Background and History

(Source: F-LOB manual, original version)

In 1991 a group of students at Freiburg University were engaged in what at first sight must appear as an almost anachronistic activity: they were keying in extracts of roughly 2,000 words from British newspapers. The sampling model was the press section of the LOB corpus. 1992 saw the beginning of a new Brown corpus. The ultimate aim was to compile parallel one-million-word corpora of the early 1990s that matched the original LOB and Brown corpora as closely as possible, and that would thus provide linguists with an empirical basis to study language change in progress. This aim is spelled out in some detail in Mair (1997: 196). The parallel corpora were compiled to enable linguists to

  1. test at least some current hypotheses on linguistic change in present-day English;
  2. detect changes not previously noticed in the literature through the systematic comparison of lexical frequencies, particularly of closed-class items;
  3. to tackle systematically one of the major methodological issues in the study of ongoing change, namely the inter-dependence of synchronic regional (in our case British vs. American) and stylistic variation on the one hand, and genuine diachronic developments on the other.

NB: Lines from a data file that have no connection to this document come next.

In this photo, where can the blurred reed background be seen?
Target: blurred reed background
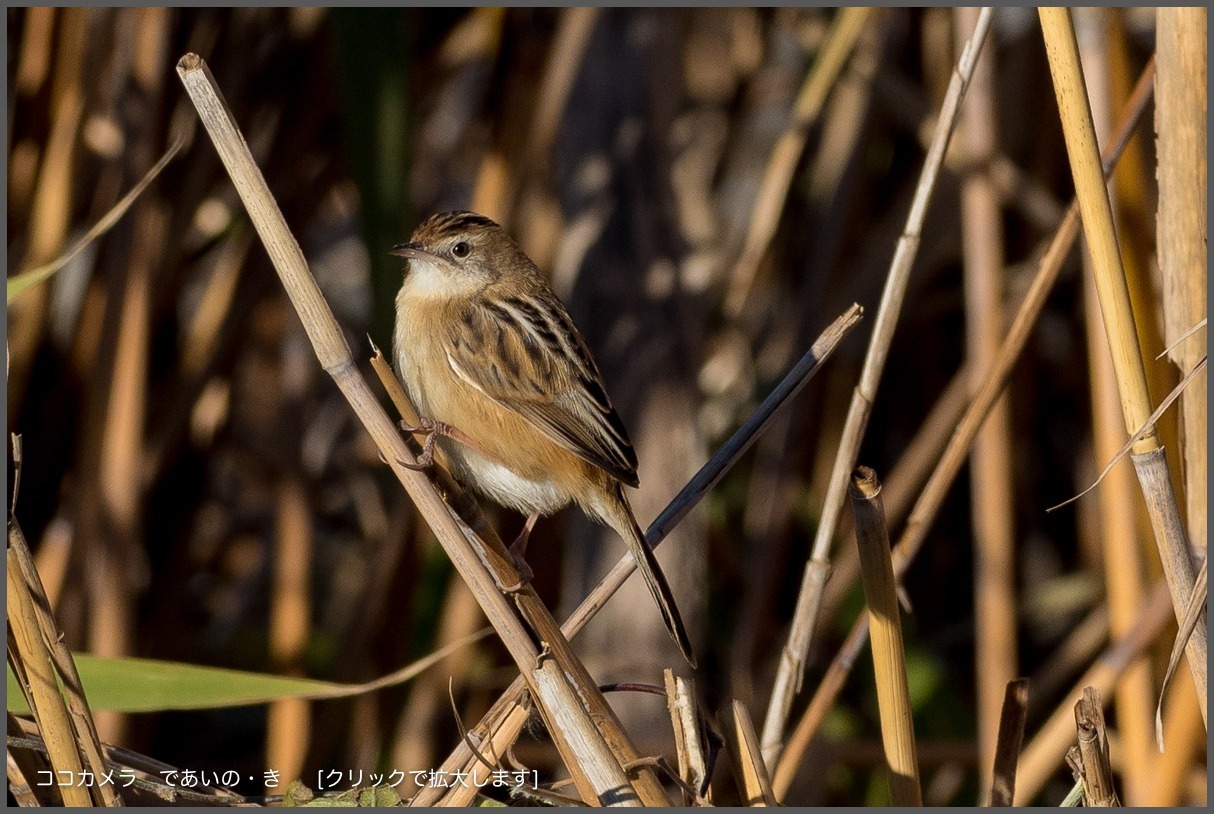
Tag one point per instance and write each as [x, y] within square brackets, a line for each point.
[194, 488]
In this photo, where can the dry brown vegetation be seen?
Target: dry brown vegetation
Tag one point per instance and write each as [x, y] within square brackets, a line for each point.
[708, 191]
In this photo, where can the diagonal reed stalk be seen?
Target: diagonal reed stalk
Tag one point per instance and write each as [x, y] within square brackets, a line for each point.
[591, 744]
[792, 662]
[506, 717]
[1149, 456]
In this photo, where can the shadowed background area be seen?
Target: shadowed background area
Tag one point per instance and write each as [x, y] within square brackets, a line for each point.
[196, 489]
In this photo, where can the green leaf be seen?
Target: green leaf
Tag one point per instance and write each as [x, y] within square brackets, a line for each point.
[149, 686]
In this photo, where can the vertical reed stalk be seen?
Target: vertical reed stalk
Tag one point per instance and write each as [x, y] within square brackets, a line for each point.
[1180, 127]
[289, 721]
[1150, 459]
[932, 495]
[1119, 507]
[885, 625]
[792, 660]
[991, 460]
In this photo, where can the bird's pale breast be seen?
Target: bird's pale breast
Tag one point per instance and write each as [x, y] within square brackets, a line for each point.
[509, 460]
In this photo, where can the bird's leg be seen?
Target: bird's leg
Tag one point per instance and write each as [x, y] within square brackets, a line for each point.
[518, 547]
[431, 428]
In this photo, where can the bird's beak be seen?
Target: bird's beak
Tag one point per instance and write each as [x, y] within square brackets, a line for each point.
[410, 250]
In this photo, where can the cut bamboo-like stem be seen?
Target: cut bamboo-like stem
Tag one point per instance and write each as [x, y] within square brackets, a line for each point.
[753, 779]
[1042, 756]
[1115, 305]
[585, 743]
[885, 625]
[792, 661]
[1098, 773]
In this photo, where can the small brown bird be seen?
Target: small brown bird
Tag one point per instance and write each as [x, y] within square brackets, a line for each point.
[491, 358]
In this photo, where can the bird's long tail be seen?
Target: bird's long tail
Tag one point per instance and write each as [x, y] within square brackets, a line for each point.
[654, 579]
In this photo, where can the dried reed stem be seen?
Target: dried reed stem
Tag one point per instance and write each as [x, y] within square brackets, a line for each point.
[34, 665]
[1181, 131]
[792, 662]
[559, 689]
[690, 740]
[991, 460]
[889, 654]
[784, 157]
[289, 721]
[1041, 758]
[505, 718]
[748, 763]
[1098, 773]
[1116, 524]
[1150, 459]
[951, 462]
[1011, 735]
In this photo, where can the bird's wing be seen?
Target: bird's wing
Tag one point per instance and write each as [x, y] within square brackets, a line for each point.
[527, 356]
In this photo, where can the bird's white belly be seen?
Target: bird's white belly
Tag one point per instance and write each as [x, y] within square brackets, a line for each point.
[503, 485]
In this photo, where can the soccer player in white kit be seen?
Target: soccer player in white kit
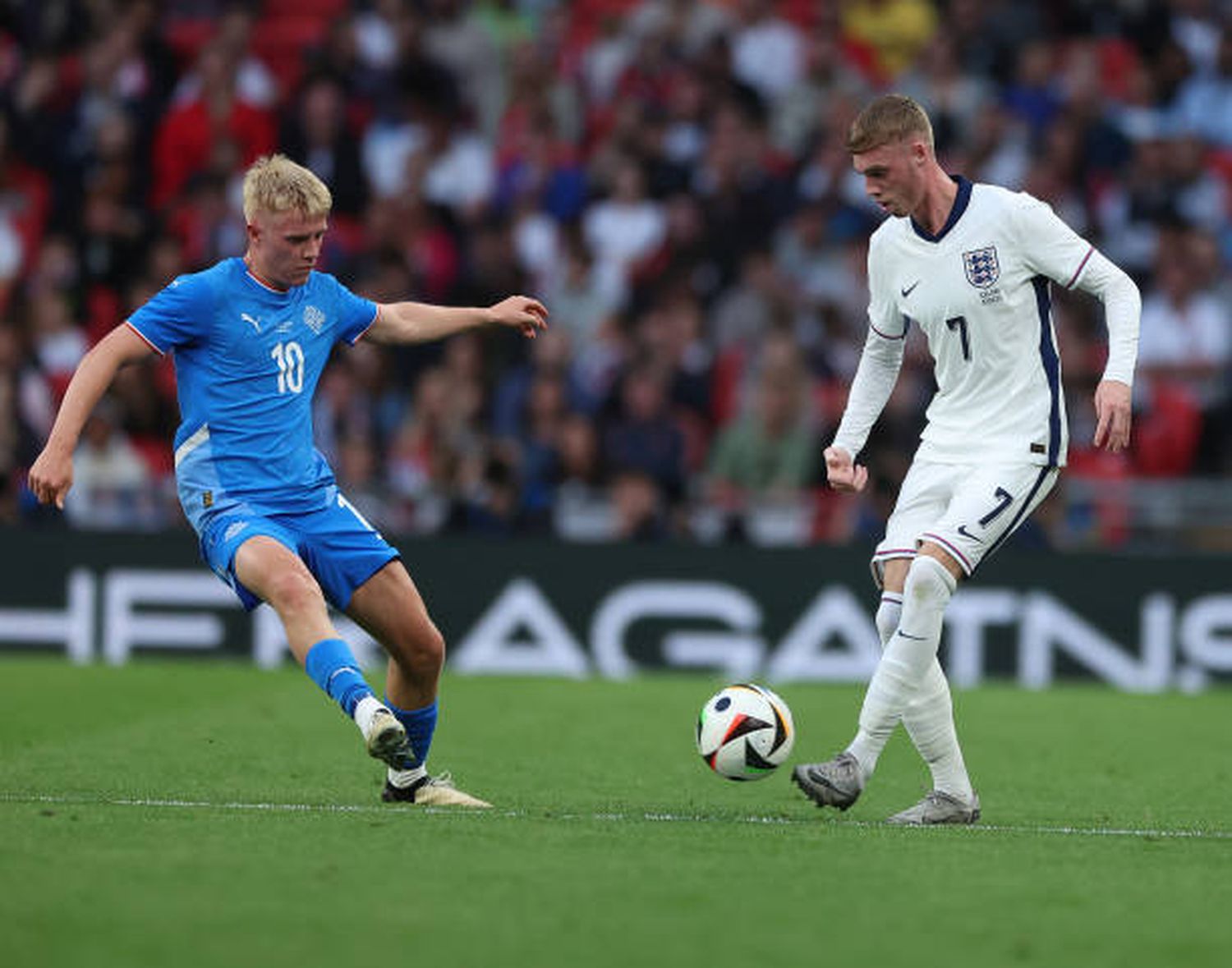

An additional advantage of the new British and American corpora is that they provide more suitable databases for a comparison with the Indian, Australian and New Zealand corpora (samples representing language use of the late 1980s) than the original LOB and Brown.


Mair, Christian. 1997. "Parallel corpora: A real-time approach to language change in progress." In Ljung, Magnus, ed. Corpus-Based Studies in English: Papers from the Seventeenth International Conference on English-Language Research Based on Computerized Corpora (ICAME 17). Amsterdam: Rodopi. pp. 195-209.